There are specific formalities which a Will must comply with in order for it to be rendered as valid in terms of the Wills Act 7 of 1953.
The requirements for a valid Will are as follows:
- A person must be over the age of 16 (sixteen) years.
- The Will must be in writing. This means that a Will can by typed or handwritten. If the Will is handwritten, it must be remembered that the person who writes the Will is not allowed to be mentioned as a beneficiary in that specific Will. (I would recommend that you approach a qualified individual such as an Attorney or Financial Advisor; or engage the services of corporate, such as s banking institution or relevant insurance house that offers this service.)
- Each page of the Will, including the last page, must be signed by the testator. The Will must also be signed by two competent witnesses. A person will qualify to be a competent witness if s/he is 14 (fourteen) years of age or older.
- The signature of the testator/testatrix must be made in the presence of two or more competent witnesses.
- The witnesses must attest and sign the Will in the presence of the testator/testatrix and of each other.
What are the requirements for a valid will if one cannot sign his/her name?
If you are unable to sign your Will, you may then ask someone to sign the Will on your behalf or you can sign the Will by the making of a mark (a thumbprint or the making of a cross). When the Will is signed by someone on your behalf or by the making of a mark the requirements for a valid Will are as follow:
- Since 1 January 1954 all Wills must be in writing. It can be written by hand, typed or printed.

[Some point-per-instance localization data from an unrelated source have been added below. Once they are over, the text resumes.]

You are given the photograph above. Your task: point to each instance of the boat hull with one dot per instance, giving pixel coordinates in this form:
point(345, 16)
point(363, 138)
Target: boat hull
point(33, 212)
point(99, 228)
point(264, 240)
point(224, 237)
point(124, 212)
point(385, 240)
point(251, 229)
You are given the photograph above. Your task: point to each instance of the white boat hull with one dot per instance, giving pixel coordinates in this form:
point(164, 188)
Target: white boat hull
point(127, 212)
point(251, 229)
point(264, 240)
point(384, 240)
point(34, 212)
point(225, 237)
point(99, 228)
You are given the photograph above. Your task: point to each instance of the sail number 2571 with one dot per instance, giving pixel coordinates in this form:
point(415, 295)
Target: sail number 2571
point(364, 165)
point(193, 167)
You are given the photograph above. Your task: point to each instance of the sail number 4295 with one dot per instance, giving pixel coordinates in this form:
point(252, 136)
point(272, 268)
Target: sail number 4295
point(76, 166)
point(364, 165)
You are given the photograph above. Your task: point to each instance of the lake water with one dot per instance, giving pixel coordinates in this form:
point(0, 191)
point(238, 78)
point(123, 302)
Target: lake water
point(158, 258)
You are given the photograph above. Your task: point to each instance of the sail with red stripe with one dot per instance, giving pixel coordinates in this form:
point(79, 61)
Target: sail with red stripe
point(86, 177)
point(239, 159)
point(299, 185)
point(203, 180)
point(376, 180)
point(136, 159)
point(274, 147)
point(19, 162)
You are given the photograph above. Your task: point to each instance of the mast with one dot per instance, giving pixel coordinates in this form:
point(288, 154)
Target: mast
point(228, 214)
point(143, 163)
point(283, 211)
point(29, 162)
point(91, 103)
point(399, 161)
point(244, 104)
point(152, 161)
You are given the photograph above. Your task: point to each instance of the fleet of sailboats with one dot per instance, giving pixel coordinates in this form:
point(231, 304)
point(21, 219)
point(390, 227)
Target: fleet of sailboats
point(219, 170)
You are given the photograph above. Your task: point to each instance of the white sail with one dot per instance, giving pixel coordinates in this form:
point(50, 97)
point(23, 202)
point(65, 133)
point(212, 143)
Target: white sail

- The testator/testatrix must sign the Will at the end thereof by the making of a mark, or the Will must be signed by some other person in the presence and by the direction of the testator/testatrix.
- The mark or the signature of the other person signing on behalf of the testator/testatrix must be made in the presence of two or more competent witnesses and a commissioner of oaths.
- The witnesses must attest and sign the Will in the presence of the testator/testatrix and of each other and if the Will is signed by the other person, also in the presence of such other person and a commissioner of oaths.
- If the Will consists of more than one page, each page other than the page on which it ends must be signed by the testator/testatrix or by such other person anywhere on the page. (Although the testator / testatrix must sign all the pages of the Will it is only the page on which the Will ends, that needs to be signed at the end of the Will).
- A commissioner of oaths must certify that he/she has satisfied himself/herself as to the identity of the testator and that the Will so signed is the Will of the testator.
- The commissioner of oaths must sign his/her certificate and he/she must also sign each other page of the Will, anywhere on the page.
Glossary of terms:
- Will: A document in which a person makes sure that his/her belongings are distributed in accordance with his/her wishes after his/her death.
- Testator/Testatrix: A person who makes a Will.
The above is not meant to be a comprehensive guide on Wills. A Will is a specialised document, which should preferably be drawn up by an expert like an Attorney or Trust company. The information is merely to inform the user of this site about some basic aspects of Wills.